Sharp rise in number of Christian girls being attacked in Pakistan

The assault on Christian girls in Pakistan continues, and the number of cases has risen to an alarming rate.

One of the most recent incidents targeting the country's Christian minority is the alleged rape of two teenage girls at gunpoint in Pakistan's Punjab province.

(Photo: Reuters)

Release International reports that the girls, aged 14 and 16, were attacked on their way to the toilet in a village in Jaranwala district on November 28.

According to the Deccan Herald, the victims' father filed a complaint with the local police when his daughters did not return.

The girls were found unconscious on a road several kilometers from the village. They were rushed to the district headquarters hospital and declared out of danger.

Station house officer Lundianwala Muhammad Nasir said that a First Information Report (FIR) has been filed against the suspects and that Muhammad Shabaz, one of the four suspects, has been arrested.

The girls' family said however that they have been threatened not to press charges and that the police have impeded efforts to gather medical evidence.

There have been similar stories in the press in recent months. Shoebat.com published a story of one attack on a 16-year-old Christian girl, Saba Bibi, in which she was tied up and raped in turn by six Muslim men.  

Agenzia Fides reported the rape of a 12-year-old Christian girl named Muqadas in August.  Muqadas, who served as a maid for a Muslim family, was on her way home from work when she was "kidnapped by two Muslim men and three women. They took her inside a school (which was closed) and the two men, identified as Ashraf Alias Achi and Ghaffor Alias Paida, raped her repeatedly in turn. The girl was later abandoned."

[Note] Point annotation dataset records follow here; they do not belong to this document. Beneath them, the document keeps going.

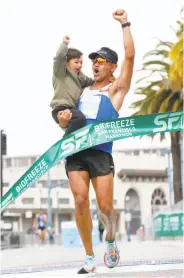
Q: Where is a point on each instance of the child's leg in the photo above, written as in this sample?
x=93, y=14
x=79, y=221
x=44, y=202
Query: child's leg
x=56, y=110
x=77, y=121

The victim's family also received threats of violence when they filed a complaint.

According to the Assyrian International News Agency, the family's lawyer Sardar Mushtaq Gill said, "In Pakistan, rape is used as an instrument of arbitrary power over Christian girls, who come from poor and marginalised families. It is a form of violence that wants to reiterate the submission to Muslims."

Gill added, "The rest of society is not outraged because the victims mostly belong to religious minorities, who are the most vulnerable."

Sadly, Christian girls face more than rape in Pakistan. According to South Asia Partnership Pakistan provincial coordinator Shahnaz Sheedi, the "statistics on constantly increasing forced marriages and conversions are quite worrying."

Sheedi said that in 2014 alone, 260 cases were reported from Punjab, 69 in Sindh, 39 in K-P, and six in Balochistan.

Release partners say Christians who are forcibly converted to Islam are at "high risk" of extremist attack if they are seen not to adhere to Islamic codes.